Despite the fact that the study population of the LE-MON-5 study was very homogenous due to the rigid screening process, there was still one third of patients who did not respond to lenalidomide treatment. Therefore, we next wanted to explore whether differences in the baseline methylation patterns between patients could help predict the response to lenalidomide treatment. Unsupervised hierarchical clustering showed a clear distinction of patients into two main clusters. Even though the percentage of responders in cluster B was higher than in cluster A, this difference was not significant and the methylation status not predictive of response. We additionally performed supervised clustering between responders and non-responders to lenalidomide treatment. The resulting heatmap showed no differences in methylation patterns. This was further confirmed by multiple t-testing on the sample M-values, which resulted in zero significantly differently methylated CpGs between responders and non-responders (data not shown). In contrast, there was a clear trend towards inferior survival for patients in cluster A. One potential explanation could be the higher number of patients harboring a mutation in TP53, which has previously been associated with inferior outcome in MDS del5q [22]. However, even after excluding patients with TP53 mutations from the analysis, the remaining patients still clustered into the same two clusters and there was still a trend towards inferior survival for patients in cluster A independent of TP53 mutations. Only half of the deaths in cluster A were due to progressive disease (only one of them in a TP53 mutant patient; the other three deaths were due to cardiac disease or unknown reasons) and PFS was in fact not significantly different between the two clusters.
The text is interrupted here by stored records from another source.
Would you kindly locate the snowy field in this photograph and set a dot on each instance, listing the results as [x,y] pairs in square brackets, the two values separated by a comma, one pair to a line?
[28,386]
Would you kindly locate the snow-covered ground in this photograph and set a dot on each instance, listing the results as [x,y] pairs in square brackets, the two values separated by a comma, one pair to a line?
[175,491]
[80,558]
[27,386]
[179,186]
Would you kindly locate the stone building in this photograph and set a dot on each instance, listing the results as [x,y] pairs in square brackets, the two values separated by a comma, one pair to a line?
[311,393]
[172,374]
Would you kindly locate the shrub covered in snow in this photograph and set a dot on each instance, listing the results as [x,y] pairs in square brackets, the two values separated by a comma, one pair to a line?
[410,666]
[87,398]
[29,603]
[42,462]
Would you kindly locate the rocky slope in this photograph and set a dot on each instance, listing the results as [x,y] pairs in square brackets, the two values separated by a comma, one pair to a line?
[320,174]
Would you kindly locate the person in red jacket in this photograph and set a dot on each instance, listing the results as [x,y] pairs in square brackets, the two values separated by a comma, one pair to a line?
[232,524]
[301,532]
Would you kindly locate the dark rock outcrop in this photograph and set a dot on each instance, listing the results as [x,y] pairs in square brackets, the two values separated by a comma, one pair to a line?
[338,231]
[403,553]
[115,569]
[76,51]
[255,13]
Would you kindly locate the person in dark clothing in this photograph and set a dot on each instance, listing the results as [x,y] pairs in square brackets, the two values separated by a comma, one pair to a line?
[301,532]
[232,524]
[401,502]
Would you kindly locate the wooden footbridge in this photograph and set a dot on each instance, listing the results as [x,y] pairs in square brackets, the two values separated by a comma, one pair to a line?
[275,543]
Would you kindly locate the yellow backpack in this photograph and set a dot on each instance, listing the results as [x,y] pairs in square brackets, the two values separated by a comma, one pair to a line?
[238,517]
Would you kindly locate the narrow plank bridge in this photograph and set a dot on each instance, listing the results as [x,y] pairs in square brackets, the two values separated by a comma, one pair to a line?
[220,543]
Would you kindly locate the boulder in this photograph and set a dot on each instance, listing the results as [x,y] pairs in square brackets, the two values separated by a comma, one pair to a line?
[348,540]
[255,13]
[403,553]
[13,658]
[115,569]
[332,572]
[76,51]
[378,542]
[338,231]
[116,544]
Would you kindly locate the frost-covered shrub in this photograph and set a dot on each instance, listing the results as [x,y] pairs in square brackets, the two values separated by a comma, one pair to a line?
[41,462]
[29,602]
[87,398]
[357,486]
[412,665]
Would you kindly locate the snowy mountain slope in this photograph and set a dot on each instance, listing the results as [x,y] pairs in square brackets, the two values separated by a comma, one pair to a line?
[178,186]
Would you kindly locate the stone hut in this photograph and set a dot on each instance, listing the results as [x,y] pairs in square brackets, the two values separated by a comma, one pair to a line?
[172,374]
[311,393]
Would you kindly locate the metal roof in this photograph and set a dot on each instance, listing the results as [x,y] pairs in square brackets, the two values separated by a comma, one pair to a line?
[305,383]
To evaluate whether the methylation differences between the clusters were influenced by the significantly higher number of male patients in cluster A, we compared our data to previously published data on the influence of gender on the methylation of autosomes [23]. In contrast to the reported finding that male gender is associated with less methylation, cluster A was predominantly composed of hypermethylated CpGs. Additionally, none of the genes reported to be significantly altered by gender and only a very small fraction (around 5%) of the genes considered as potentially altered by gender in the study by Liu et al. [23] were among our most differentially methylated CpGs. Therefore, we conclude that the methylation differences observed between the clusters cannot be simply explained by gender distribution.

Analyzing the significantly differentially methylated genes leading to the clusters, we found that the majority of genes were hypermethylated in cluster A compared to cluster B. Among those genes, there were some interesting candidates whose aberrant methylation had been associated with inferior outcome in MDS in prior studies, e.g., WT1 [21], DLX6 (Distal-Less Homeobox 6) [24], members of the PI3K-Akt-mTOR and MAPK pathways [14] and, importantly, members of the Wnt signaling pathway. There have been several reports of a role of Wnt signaling in the pathogenesis of MDS del5q and its potential as a therapeutic target [25, 26]. Initially, it was observed by Liu et al. [27] that CTNNA1 (Catenin Alpha 1), a tumor suppressor gene encoded on chromosome 5q31, was expressed at lower levels in MDS del5q due to suppressed expression of the second copy by methylation of the gene promotor. Since then, several studies have reported aberrant methylation of Wnt family members in MDS including del5q underlining the potentially important role of the regulation of this pathway [14, 28‐30].